Paper PS-TuP4
Annihilation Kinetics of Plasma-induced Electronic Defects in Semiconductor Materials

Tuesday, October 23, 2018, 6:30 pm, Room Hall B

In semiconductor devices such as transistors, memory, solar cells, and light emitting devices, the electronic defects strongly impact on the device performance and reliability. These defects are often generated during the device fabrication, in which plasma processing technology is widely used for deposition, etching and implantation. To remove the defects in the devices, a annealing treatment is usually performed. However, some defects remain in the devices, and they deteriorate the device performance. The reduction of these residual defects is required, and thus it is important to understand the annihilation kinetics during the annealing period.

We studied the annihilation kinetics of electronic defects in hydrogenated amorphous silicon (a-Si:H). The electronic defects were generated by photon irradiation and plasma treatment. The annihilation of defects during the annealing is observed by in-situ photocurrent measurement [1-2]. An increase in the photocurrent reflects the annihilation of the defects. From the time evolution of the increasing photocurrent, we obtained the characteristic time, τ, and an Arrhenius plot is prepared to determine the activation energy.

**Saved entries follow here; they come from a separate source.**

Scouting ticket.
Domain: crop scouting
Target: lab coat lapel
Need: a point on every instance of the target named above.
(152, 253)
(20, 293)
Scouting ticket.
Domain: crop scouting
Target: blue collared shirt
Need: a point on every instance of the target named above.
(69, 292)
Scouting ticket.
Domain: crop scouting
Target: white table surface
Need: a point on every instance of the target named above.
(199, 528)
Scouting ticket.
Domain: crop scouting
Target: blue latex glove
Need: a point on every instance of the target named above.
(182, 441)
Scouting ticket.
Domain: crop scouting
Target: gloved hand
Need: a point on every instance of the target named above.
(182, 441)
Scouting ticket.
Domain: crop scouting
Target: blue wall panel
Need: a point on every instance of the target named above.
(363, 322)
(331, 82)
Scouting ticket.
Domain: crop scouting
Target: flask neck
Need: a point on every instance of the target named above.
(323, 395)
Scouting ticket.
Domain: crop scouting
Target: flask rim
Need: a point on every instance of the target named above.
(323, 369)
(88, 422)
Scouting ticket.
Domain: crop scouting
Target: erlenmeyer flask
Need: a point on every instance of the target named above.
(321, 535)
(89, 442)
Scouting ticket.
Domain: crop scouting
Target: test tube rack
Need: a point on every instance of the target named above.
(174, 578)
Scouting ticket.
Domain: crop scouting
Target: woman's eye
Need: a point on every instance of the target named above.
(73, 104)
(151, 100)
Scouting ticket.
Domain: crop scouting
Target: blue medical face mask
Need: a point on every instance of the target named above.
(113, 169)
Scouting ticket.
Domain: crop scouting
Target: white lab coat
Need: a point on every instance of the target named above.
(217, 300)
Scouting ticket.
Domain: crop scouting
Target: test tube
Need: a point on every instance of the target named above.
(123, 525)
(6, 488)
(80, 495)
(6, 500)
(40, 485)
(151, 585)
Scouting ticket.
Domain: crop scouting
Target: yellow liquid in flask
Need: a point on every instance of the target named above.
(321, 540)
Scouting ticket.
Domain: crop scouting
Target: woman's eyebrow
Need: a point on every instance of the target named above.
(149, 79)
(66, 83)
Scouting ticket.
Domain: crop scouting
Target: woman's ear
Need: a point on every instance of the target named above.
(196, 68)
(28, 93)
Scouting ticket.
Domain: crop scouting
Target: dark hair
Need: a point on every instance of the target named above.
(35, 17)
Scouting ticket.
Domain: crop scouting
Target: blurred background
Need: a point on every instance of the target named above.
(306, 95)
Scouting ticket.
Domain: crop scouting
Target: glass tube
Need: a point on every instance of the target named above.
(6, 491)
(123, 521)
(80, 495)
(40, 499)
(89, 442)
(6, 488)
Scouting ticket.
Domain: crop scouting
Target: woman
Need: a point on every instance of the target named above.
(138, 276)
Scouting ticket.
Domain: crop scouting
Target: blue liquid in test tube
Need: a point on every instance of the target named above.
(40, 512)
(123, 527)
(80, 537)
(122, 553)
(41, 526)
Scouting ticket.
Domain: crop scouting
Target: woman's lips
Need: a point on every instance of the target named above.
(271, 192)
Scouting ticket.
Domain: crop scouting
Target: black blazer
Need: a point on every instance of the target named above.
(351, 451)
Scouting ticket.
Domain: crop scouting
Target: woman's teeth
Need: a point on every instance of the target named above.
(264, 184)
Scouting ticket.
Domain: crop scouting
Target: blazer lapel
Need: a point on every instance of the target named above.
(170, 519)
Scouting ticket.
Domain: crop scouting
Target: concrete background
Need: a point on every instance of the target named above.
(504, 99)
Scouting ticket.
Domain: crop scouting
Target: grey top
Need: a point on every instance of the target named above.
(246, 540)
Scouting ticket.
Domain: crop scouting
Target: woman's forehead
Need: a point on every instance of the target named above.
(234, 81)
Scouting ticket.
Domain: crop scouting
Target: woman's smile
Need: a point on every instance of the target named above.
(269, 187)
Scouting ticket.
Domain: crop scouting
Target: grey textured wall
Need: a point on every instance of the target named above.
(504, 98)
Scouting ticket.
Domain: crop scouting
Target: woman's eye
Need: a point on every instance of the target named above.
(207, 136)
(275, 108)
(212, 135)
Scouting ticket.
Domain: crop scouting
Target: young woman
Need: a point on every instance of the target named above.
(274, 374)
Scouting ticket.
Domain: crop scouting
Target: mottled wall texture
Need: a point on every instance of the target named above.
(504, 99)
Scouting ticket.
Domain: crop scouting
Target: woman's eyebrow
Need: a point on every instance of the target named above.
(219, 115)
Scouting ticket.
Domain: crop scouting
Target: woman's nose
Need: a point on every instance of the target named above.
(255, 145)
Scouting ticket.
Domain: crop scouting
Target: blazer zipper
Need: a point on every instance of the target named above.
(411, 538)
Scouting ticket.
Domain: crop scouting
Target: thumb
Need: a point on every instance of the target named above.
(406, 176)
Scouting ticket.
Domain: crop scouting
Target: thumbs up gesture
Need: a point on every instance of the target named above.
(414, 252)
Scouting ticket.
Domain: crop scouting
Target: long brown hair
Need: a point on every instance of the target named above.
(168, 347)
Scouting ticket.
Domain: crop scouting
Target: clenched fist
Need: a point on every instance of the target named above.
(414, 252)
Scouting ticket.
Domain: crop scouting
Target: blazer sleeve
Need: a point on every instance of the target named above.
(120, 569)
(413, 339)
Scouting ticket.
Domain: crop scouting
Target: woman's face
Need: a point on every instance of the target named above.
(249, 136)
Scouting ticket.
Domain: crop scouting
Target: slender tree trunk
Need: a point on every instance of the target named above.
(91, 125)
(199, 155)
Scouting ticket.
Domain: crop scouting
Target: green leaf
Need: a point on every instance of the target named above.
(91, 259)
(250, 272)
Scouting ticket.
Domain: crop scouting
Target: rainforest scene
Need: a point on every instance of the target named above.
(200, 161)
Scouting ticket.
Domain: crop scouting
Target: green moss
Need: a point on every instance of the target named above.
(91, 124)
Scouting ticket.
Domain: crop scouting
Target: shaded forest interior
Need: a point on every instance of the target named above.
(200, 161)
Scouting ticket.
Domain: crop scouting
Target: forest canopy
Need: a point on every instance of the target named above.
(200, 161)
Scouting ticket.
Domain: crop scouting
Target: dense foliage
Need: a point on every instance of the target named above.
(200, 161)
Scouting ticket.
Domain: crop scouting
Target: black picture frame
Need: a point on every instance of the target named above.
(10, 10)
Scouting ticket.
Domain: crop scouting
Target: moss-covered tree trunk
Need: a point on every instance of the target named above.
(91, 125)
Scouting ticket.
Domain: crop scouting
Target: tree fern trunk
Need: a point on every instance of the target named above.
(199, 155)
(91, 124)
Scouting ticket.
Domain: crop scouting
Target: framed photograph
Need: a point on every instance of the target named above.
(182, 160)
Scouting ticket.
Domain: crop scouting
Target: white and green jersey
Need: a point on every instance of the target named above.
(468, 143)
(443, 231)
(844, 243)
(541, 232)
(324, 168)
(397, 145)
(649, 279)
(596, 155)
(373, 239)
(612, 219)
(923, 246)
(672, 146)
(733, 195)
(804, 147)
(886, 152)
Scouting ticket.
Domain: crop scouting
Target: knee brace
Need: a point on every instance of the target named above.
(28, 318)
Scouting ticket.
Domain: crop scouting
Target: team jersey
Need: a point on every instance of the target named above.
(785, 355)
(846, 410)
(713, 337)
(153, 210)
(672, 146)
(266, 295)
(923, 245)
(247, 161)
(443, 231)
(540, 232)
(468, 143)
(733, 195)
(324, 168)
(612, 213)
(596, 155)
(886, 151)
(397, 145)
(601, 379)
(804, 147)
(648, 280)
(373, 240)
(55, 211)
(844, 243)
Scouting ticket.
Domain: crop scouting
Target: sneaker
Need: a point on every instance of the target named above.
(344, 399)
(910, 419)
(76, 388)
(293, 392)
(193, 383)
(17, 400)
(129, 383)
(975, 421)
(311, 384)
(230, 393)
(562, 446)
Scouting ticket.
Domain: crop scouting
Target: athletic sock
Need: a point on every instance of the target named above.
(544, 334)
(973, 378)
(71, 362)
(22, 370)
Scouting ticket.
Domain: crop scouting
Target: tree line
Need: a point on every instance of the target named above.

From the experiments, we find the following [3]. (i) The time evolution of the photocurrent exhibits the stretched exponential behavior, indicating the dispersive nature of a-Si:H. (ii) An Arrhenius plot shows an exponential decay of 1/τ vs 1/T, verifying defect annihilation due to the thermal activation. Here, T is the annealing temperature. (iii) The activation energy is different, depending on the origin of defect generation. It is smaller for the defects generated by plasma treatments, compared with that of the defects induced by the photon irradiation. (iv) The exponential prefactor is different between the UV and VUV photon-induced defects. The details of the experimental setup, results and discussion will be given in the presentation.

This work was supported by JSPS KAKENHI (Grant Number 18K03603 and 15K04717) and NEDO.

[1] S. Nunomura, I. Sakata, and M. Kondo, Appl. Phys. Express 6, 126201 (2013). [2] S. Nunomura and I. Sakata, AIP Advances 4, 097110 (2014). [3] S. Nunomura et al., submitted.